O presidente da
UCI,
David Lappartient, voltou a alertar para a crescente fragmentação política dentro do ciclismo no que diz respeito à segurança dos corredores, avisando que demasiadas equipas estão a resistir ativamente a reformas pensadas para tornar a competição menos perigosa. As declarações foram feitas ao
Ouest-France, num tom que espelha frustração acumulada.
Lappartient sublinhou que algumas das iniciativas recentes têm enfrentado oposição direta e organizada, mesmo quando implementadas apenas em fase experimental. “Quando fazemos um teste sem rádios, as equipas são contra. Quando fazemos um teste para limitar relações de transmissão, somos levados a tribunal e as equipas são contra. Quando quisemos realizar
testes SafeR com rastreadores GPS na Volta à Romandia Feminina, cinco equipas não partiram”, descreveu.
Para o dirigente, estes bloqueios sucessivos começam a levantar dúvidas sobre a cooperação interna do pelotão. “Equipas a mais entram em greve quando apresentamos soluções. Onde está o interesse comum? Não estou convencido de que a segurança seja tão consensual como se diz. Proibi os rádios de corrida nos Mundiais, Europeus e Jogos Olímpicos. É melhor taticamente e para a segurança, mas as equipas são contra.”
O quadro torna-se ainda mais preocupante numa era em que as velocidades continuam a aumentar, a tecnologia multiplica variáveis e o controlo do risco se torna cada vez mais desafiante.
Bem-estar emocional em tensão: o burnout já é uma ameaça central
Num segundo plano da entrevista, Lappartient alertou para a pressão psicológica crescente dentro do pelotão, que considera um problema mais grave do que a discussão repetida sobre magreza extrema, sobretudo no ciclismo feminino. Usou Pauline Ferrand-Prevot como exemplo de acompanhamento competente, frisando que a questão não passa apenas pela composição corporal.
“Desde que tudo esteja sob controlo de nutricionistas e dietistas, e o peso não seja perdido demasiado depressa, existe um certo nível de controlo”, explicou. “O que mais me preocupa é o burnout que pode desenvolver-se.”
Para ele, o problema maior é a carga mental imposta pelo ciclismo moderno. “A saúde mental dos corredores é preocupante porque no pelotão há pressão e tensão: todos querem estar na frente, todos recebem as mesmas instruções ao mesmo tempo. Estamos a ver colapsos nervosos que não víamos antes. Os corredores ganham mais no pelotão, mas são menos felizes. Vejo menos corredores a rir.”

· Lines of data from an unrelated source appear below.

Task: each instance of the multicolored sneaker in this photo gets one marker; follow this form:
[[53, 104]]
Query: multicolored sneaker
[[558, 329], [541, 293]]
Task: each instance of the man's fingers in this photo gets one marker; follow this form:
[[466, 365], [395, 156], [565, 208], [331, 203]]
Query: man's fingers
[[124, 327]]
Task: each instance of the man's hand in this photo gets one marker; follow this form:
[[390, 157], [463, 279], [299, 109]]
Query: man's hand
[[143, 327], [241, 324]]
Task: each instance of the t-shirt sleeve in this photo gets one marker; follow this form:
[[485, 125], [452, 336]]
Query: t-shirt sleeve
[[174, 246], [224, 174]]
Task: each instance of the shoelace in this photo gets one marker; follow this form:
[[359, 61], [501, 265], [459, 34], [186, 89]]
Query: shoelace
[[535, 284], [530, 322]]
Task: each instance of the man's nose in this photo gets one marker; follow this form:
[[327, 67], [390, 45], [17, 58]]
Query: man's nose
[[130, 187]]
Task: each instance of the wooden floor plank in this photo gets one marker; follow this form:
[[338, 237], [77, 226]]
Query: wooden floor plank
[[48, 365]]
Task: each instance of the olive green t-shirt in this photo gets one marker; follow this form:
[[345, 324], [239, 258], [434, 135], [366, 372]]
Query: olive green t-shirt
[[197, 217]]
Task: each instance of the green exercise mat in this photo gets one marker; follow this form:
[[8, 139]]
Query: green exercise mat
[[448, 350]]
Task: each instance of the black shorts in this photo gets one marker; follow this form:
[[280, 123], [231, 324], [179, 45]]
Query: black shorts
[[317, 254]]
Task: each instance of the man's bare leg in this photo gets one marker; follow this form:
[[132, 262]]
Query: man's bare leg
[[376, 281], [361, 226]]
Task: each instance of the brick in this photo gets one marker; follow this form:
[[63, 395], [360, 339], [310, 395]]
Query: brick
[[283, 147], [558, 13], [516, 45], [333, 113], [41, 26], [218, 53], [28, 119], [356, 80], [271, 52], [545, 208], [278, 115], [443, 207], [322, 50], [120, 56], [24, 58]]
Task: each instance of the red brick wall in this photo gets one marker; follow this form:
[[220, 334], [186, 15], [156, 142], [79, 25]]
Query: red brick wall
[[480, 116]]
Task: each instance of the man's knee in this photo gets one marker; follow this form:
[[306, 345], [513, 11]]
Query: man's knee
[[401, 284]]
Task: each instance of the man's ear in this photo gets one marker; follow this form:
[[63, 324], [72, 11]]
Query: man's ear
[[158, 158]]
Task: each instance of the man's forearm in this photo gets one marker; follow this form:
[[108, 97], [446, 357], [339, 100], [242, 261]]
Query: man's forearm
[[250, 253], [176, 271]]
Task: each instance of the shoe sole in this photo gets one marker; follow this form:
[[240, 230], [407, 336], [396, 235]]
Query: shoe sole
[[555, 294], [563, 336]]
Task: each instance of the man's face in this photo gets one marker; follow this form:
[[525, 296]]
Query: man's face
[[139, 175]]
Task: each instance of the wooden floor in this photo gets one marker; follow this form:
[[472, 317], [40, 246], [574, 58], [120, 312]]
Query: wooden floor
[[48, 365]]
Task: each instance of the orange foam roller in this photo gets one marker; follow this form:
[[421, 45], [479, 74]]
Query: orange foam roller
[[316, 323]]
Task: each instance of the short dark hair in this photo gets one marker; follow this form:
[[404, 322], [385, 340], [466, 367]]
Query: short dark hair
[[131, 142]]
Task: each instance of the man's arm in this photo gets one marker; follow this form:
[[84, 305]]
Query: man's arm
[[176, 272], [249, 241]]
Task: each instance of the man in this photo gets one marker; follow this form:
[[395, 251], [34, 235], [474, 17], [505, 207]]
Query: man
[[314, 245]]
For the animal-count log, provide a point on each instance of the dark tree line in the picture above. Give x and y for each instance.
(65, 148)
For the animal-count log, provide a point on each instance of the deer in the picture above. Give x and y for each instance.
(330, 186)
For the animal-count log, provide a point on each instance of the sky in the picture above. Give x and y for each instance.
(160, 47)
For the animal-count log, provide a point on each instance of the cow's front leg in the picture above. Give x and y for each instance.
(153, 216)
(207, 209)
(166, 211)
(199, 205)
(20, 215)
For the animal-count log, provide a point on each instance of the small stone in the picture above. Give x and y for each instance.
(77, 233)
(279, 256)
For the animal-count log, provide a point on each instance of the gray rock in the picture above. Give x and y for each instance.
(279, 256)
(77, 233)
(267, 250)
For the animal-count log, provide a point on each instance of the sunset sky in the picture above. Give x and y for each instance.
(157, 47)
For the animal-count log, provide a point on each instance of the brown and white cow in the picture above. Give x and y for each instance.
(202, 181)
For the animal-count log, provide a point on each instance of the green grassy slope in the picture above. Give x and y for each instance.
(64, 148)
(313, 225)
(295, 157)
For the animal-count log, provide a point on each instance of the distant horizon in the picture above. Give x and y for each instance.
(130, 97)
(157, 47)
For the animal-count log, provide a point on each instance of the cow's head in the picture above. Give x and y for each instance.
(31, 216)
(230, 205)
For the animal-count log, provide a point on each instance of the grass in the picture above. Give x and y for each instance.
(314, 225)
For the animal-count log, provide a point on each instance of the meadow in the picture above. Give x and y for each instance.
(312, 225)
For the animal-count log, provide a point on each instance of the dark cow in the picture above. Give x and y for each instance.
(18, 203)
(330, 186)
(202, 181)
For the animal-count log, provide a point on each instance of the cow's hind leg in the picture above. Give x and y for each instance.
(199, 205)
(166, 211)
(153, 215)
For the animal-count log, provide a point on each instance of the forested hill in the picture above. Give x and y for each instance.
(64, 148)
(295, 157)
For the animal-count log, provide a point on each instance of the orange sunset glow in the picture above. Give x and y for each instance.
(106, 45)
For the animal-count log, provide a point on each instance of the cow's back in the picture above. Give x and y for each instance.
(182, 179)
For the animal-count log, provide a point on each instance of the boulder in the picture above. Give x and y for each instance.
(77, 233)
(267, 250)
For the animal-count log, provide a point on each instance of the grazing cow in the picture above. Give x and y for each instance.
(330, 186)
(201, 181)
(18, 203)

Ciclismo feminino em alta: “Criámos algo com valor”
Em contraste com esses sinais de alerta, Lappartient destacou o crescimento explosivo do ciclismo feminino como um dos pilares mais positivos da última década. Segundo o presidente da UCI, os números de audiência estão a atingir níveis inéditos e superam até provas masculinas históricas.

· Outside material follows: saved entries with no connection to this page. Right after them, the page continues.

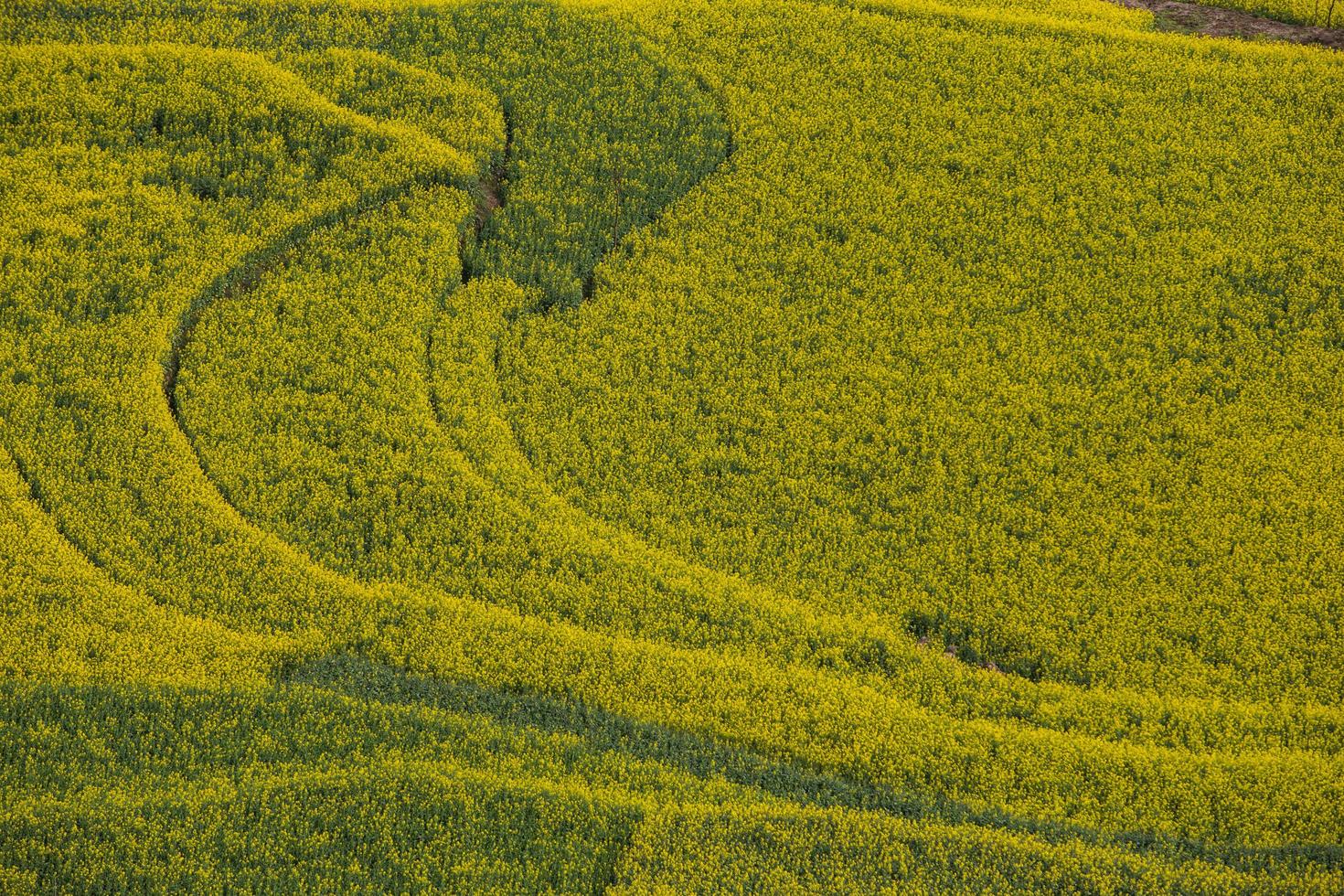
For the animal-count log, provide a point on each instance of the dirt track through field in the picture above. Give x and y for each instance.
(1218, 22)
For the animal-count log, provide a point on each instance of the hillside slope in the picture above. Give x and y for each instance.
(755, 446)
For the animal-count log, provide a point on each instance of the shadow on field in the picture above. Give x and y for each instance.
(705, 758)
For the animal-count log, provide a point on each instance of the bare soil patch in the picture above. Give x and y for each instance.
(1218, 22)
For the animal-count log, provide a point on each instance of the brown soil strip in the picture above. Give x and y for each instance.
(1218, 22)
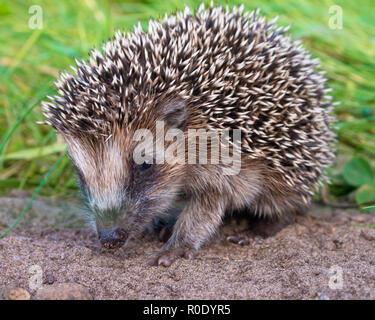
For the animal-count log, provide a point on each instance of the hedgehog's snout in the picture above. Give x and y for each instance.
(112, 238)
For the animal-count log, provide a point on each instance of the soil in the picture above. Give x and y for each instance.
(299, 262)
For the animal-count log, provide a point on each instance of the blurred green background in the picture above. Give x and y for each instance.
(31, 59)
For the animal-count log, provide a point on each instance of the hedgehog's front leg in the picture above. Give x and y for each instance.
(199, 220)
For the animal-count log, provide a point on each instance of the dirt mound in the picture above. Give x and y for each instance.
(300, 262)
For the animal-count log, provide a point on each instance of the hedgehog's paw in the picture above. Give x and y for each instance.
(238, 238)
(165, 257)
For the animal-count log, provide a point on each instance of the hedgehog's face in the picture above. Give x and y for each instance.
(124, 193)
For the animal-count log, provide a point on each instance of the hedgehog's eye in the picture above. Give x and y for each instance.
(145, 165)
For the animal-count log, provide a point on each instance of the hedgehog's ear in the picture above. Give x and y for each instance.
(175, 114)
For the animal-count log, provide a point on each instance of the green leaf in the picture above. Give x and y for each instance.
(33, 153)
(366, 193)
(357, 172)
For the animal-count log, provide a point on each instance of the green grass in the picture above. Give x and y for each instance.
(31, 59)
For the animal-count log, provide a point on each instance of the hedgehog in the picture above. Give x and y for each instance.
(214, 69)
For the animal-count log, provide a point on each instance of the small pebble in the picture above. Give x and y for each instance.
(369, 235)
(63, 291)
(49, 278)
(17, 294)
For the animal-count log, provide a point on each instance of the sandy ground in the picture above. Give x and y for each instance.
(296, 263)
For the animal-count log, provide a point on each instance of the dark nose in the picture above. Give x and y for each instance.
(112, 238)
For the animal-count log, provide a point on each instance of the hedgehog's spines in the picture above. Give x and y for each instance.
(236, 69)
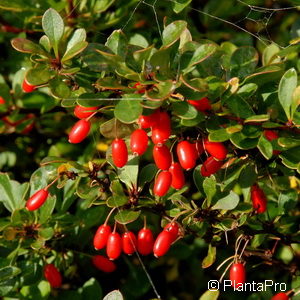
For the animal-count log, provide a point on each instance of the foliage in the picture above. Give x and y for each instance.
(251, 87)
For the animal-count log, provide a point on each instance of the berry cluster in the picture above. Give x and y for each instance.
(129, 243)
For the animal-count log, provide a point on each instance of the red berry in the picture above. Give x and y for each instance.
(119, 152)
(271, 135)
(161, 130)
(114, 246)
(27, 88)
(82, 112)
(173, 229)
(139, 141)
(139, 87)
(150, 120)
(52, 275)
(103, 263)
(37, 199)
(162, 183)
(129, 242)
(201, 105)
(199, 147)
(237, 275)
(145, 241)
(280, 296)
(210, 166)
(178, 179)
(215, 149)
(79, 131)
(162, 157)
(101, 236)
(162, 243)
(187, 155)
(259, 199)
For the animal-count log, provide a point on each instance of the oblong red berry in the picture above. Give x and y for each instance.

“As audiências do ciclismo feminino estão a aumentar constantemente e isso deixa-nos satisfeitos”, afirmou. “Os números da etapa final do Tour feminino foram superiores aos de todas as etapas de montanha do Tour masculino.”
Recordou que a etapa final em Châtel registou a segunda melhor audiência de todo o calendário anual, apenas atrás da chegada masculina em Montmartre. “Quem imaginaria isso há cinco anos, quando o Tour feminino nem sequer existia? Criámos algo com valor. Em termos de audiências, a
Volta a França Feminina fez o dobro de Roland Garros.”
A transformação física de Ferrand-Prevot no Tour 2025 incendiou o debate
Domínio de Pogacar não é exceção na história: “Sempre houve eras absolutas”
Lappartient rejeitou ainda a ideia de que a hegemonia de
Tadej Pogacar esteja a prejudicar a modalidade, recordando que ciclos de domínio absoluto sempre existiram.
“Sim, o Pogacar está no auge da carreira, tal como o Merckx à mesma idade, ou o Hinault. Sempre houve períodos de domínio absoluto e sabemos que isso não é o ideal para o suspense”, admitiu.
Ainda assim, destacou que a imprevisibilidade continua viva noutras frentes, como se viu nas edições recentes da Paris-Roubaix ou da Milan-Sanremo. “Quando os campeões não ganham, também está tudo bem.”
Um aviso final: vigilância permanente
Lappartient encerrou a entrevista com um lembrete claro: o ciclismo não pode permitir-se relaxar nos domínios da segurança, bem-estar ou integridade desportiva.
“Enquanto organização, é preciso ter sempre dúvidas. Ter certezas a mais é perigoso. O ciclismo está a melhorar, mas não podemos ser ingénuos.”